Researchers from the University of Oklahoma have pioneered a method to measure H₂ transfer energy in complex materials, paving the way for advancements in energy storage and renewable energy technology.

Published research led by OU doctoral student Nazmiye Gökçe Altınçekic used a technique called open-circuit potential to study energy changes within a hybrid material known as material-organic framework, or MOF. The MOF used in this research has a structure similar to titanium dioxide, a material widely used in energy applications. This was the first time open-circuit potential was used to measure energy changes in H₂ transfer reactions in this type of material.

“This type of reaction is needed to move from fossil fuels to more carbon-neutral fuel sources,” said Hyunho Noh, OU assistant professor and principal investigator of the study. “Furthermore, if we want to take carbon dioxide out of the atmosphere and turn it into useable fuel, then these findings are quite fundamental.”

According to Noh, the strength of a H₂ atom’s bond to a surface is key to its reactivity. He likens the desired bond strength to the Goldilocks principle.

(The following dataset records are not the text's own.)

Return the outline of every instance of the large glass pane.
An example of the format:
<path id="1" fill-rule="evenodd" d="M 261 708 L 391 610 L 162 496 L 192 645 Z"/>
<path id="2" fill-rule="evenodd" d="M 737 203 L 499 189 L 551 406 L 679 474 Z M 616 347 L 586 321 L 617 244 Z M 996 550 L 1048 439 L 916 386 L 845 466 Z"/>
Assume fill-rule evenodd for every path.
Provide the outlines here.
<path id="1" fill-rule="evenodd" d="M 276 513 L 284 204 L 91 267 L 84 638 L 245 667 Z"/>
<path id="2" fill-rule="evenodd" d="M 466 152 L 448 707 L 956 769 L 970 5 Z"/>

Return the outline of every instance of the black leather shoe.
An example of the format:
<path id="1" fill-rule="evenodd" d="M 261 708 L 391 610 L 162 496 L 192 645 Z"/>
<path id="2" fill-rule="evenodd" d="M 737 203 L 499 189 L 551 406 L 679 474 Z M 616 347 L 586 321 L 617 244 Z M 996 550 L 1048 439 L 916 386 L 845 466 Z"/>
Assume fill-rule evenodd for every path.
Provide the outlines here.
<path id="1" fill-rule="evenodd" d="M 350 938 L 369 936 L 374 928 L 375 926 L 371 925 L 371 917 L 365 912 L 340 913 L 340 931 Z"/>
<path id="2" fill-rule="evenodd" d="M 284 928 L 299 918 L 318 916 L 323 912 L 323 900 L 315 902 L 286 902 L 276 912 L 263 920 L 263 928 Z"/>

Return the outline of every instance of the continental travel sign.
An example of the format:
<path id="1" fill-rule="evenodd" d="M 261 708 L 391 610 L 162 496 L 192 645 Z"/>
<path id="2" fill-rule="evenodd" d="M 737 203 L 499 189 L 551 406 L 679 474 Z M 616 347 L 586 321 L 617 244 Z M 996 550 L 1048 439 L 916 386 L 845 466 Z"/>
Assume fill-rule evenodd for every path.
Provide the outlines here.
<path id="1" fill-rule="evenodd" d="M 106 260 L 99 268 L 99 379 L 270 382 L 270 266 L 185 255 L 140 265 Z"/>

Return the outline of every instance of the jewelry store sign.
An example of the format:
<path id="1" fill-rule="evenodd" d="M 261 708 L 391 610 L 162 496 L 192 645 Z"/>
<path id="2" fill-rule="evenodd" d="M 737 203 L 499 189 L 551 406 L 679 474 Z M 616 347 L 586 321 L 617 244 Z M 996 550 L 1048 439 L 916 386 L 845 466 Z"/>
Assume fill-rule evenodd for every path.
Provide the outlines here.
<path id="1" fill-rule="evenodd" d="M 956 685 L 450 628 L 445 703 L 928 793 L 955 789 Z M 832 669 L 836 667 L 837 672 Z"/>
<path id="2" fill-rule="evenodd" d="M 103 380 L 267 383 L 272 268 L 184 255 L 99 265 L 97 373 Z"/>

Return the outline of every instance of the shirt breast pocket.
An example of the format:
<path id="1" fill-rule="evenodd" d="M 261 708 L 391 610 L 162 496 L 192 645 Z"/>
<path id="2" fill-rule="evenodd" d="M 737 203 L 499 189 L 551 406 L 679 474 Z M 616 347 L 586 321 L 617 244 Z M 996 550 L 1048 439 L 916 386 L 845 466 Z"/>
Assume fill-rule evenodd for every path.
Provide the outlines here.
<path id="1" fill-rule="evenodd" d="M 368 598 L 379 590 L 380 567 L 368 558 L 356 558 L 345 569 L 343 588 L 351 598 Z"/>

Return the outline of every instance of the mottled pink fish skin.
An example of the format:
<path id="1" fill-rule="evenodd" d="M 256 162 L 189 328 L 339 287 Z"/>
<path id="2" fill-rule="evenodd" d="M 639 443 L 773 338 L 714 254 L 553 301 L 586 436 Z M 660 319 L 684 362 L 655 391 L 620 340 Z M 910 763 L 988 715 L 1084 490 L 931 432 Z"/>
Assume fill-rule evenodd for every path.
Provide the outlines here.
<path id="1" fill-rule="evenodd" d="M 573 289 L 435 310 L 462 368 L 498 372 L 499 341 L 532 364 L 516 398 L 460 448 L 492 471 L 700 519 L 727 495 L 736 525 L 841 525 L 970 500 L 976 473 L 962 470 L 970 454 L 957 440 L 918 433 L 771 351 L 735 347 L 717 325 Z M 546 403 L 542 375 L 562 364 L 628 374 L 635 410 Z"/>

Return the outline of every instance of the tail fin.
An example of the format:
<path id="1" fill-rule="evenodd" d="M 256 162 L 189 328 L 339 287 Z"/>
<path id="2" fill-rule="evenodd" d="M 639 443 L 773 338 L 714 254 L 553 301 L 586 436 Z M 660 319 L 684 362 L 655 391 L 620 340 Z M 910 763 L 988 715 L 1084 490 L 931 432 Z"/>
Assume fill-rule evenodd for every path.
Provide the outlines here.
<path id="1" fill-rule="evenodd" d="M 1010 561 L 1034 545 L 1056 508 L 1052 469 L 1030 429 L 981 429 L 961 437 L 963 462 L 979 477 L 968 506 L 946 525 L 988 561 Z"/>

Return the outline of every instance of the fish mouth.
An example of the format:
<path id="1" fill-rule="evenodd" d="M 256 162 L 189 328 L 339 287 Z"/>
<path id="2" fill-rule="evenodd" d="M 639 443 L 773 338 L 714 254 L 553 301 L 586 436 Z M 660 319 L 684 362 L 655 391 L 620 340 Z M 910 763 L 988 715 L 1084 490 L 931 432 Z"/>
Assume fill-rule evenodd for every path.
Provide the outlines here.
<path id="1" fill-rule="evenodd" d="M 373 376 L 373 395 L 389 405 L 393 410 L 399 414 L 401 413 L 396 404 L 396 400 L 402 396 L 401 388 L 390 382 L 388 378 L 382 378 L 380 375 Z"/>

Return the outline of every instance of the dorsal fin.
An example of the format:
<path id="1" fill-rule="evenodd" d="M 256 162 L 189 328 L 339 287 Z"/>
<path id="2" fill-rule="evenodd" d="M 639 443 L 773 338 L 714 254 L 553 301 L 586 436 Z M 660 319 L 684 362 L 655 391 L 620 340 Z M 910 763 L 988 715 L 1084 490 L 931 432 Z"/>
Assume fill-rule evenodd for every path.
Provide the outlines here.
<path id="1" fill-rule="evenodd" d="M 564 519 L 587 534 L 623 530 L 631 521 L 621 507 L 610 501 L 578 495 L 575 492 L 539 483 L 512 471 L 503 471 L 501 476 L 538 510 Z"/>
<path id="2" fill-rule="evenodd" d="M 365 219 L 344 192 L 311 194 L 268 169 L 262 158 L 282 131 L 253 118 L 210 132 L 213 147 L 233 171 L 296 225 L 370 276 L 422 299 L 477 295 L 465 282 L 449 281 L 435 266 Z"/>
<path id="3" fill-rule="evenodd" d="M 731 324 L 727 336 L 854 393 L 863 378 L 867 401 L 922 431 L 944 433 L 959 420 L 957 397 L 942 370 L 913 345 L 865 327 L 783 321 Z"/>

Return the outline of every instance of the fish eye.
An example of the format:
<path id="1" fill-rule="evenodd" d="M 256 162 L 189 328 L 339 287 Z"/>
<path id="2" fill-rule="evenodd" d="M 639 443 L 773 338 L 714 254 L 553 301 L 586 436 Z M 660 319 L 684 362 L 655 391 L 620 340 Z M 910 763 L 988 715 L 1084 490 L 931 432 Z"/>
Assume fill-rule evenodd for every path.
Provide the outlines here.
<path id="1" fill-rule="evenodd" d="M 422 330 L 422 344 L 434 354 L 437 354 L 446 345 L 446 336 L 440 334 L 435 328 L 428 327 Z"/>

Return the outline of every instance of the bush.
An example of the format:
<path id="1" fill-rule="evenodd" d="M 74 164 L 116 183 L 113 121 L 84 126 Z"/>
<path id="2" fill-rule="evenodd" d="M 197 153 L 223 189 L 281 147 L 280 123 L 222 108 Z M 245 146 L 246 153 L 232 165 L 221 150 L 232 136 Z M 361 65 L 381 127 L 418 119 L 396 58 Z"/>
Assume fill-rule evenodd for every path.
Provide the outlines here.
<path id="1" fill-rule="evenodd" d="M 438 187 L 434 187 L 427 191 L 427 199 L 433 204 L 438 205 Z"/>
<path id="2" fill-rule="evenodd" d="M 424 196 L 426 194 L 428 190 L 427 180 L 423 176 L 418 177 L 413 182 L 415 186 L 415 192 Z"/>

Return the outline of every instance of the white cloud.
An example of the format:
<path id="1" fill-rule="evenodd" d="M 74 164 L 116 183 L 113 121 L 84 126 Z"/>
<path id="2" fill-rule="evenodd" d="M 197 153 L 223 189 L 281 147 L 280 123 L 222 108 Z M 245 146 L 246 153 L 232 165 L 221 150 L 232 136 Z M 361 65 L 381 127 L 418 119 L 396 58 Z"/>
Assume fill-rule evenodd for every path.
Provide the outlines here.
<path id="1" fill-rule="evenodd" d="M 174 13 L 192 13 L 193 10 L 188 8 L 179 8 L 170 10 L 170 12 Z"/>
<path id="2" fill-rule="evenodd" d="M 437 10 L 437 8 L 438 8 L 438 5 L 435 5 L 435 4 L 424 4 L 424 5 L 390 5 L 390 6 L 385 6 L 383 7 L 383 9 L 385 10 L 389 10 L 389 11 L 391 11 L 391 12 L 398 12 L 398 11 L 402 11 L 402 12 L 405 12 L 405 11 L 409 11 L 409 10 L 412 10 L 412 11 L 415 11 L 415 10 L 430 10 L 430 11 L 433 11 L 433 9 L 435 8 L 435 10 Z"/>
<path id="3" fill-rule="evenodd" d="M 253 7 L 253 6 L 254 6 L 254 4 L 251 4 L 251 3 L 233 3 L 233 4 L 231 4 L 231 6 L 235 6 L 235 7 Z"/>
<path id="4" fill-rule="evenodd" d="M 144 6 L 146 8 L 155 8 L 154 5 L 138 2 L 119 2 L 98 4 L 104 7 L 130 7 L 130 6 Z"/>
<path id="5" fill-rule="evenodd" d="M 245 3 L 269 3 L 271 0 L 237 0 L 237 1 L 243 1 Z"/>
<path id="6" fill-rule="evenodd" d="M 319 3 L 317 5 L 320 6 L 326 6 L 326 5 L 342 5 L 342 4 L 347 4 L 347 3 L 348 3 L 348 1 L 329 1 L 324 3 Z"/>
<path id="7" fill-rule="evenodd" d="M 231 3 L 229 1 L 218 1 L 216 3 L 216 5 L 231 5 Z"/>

“We don’t want the binding energy to be too low or too high. If the reactivity is too weak, the bond between the H₂ atom and the surface will never form. If it’s too strong, the H₂ atom will never leave the surface,” Noh said. “So, we want to tune the catalyst to be in the perfect range where it’s just strong enough to react, but not too strong that it can never leave.”

Previously, researchers have attempted to make these catalysts through trial-and-error, mixing and matching materials in hopes of finding the right combination. Altınçekic and Noh tried an alternate method. They first directly measured the binding energy of the MOF, then used that value as a basis to further tune the MOF for optimum value. Chance Lander, a fourth-year doctoral student, was then tasked with computationally predicting the reactions.

“We wanted to investigate if the placement of H₂ atoms on the MOF caused significant bonding impacts. By using computational chemistry, we were able to go step by step, testing multiple configurations, and observe what happens at the atomic level,” Lander said.

The team discovered that the binding energy of H₂ atoms and this MOF is quite different from what previously published research suggested. Results from the OU study demonstrate that by tuning the energy in these reactions, a library of titanium dioxide materials and their reactivities could be compiled. Doing so could potentially help future researchers create better materials for clean energy.

“We demonstrated that, even though the MOF and titanium dioxide looked identical, the binding energy of the two were very different. Is that because of the materials used? Is it because this specific connectivity gives us this specific value? That’s for future research to decide, but it is exciting,” Noh said.